FusionPlanner: A Multi-task Motion Planner for Mining Trucks via Multi-sensor Fusion
Siyu Teng, Luxi Li, Yuchen Li, Xuemin Hu, Lingxi Li, Yunfeng Ai, Long Chen
TL;DR
This work targets autonomous vehicle motion planning in open-pit mining, a highly unstructured environment. It introduces FusionPlanner, a multi-sensor, end-to-end planner for mining trucks that fuses LiDAR and GNSS and jointly learns lateral and longitudinal control with task-aware uncertainty and evidential reasoning. It also presents MiningNav, the first mining-specific benchmark with three validation tasks, and the Parallel Mine Simulator (PMS), a high-fidelity platform for open-pit scenarios. Experiments in PMS show FusionPlanner reduces collisions and interventions, advancing trustworthiness and robustness for continuous unmanned mining operations.
Abstract
In recent years, significant achievements have been made in motion planning for intelligent vehicles.
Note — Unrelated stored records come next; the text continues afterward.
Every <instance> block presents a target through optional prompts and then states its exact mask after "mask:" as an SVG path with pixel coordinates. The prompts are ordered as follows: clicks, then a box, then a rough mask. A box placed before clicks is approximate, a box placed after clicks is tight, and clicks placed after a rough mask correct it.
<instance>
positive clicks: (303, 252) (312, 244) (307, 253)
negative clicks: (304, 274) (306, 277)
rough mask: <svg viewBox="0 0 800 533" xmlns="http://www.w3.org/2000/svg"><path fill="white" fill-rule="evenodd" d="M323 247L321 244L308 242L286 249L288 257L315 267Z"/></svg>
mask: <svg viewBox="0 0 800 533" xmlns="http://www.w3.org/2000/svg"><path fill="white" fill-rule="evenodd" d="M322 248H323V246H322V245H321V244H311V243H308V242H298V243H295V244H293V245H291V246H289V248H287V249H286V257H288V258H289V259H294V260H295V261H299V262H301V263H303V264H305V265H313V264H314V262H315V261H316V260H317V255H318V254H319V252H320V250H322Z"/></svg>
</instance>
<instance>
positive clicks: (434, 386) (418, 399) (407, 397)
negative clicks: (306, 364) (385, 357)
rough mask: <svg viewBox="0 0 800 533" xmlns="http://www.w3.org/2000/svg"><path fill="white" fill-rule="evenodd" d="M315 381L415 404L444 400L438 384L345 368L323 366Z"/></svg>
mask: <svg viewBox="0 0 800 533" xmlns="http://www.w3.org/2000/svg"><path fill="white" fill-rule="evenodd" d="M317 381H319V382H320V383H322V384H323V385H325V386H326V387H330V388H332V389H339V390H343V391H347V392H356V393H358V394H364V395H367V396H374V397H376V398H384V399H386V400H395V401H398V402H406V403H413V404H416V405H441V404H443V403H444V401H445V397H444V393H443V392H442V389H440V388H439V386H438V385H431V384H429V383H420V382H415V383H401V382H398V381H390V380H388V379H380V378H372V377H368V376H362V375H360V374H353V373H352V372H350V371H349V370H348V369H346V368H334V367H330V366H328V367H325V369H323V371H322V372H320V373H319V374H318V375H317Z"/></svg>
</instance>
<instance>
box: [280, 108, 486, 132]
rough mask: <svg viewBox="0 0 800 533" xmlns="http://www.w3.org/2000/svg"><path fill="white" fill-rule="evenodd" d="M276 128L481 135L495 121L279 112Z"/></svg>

However, as a typical unstructured environment, open-pit mining attracts limited attention due to its complex operational conditions and adverse environmental factors. A comprehensive paradigm for unmanned transportation in open-pit mines is proposed in this research. Firstly, we propose a multi-task motion planning algorithm, called FusionPlanner, for autonomous mining trucks by the multi-sensor fusion method to adapt both lateral and longitudinal control tasks for unmanned transportation. Then, we develop a novel benchmark called MiningNav, which offers three validation approaches to evaluate the trustworthiness and robustness of well-trained algorithms in transportation roads of open-pit mines. Finally, we introduce the Parallel Mining Simulator (PMS), a new high-fidelity simulator specifically designed for open-pit mining scenarios. PMS enables the users to manage and control open-pit mine transportation from both the single-truck control and multi-truck scheduling perspectives. The performance of FusionPlanner is tested by MiningNav in PMS, and the empirical results demonstrate a significant reduction in the number of collisions and takeovers of our planner. We anticipate our unmanned transportation paradigm will bring mining trucks one step closer to trustworthiness and robustness in continuous round-the-clock unmanned transportation.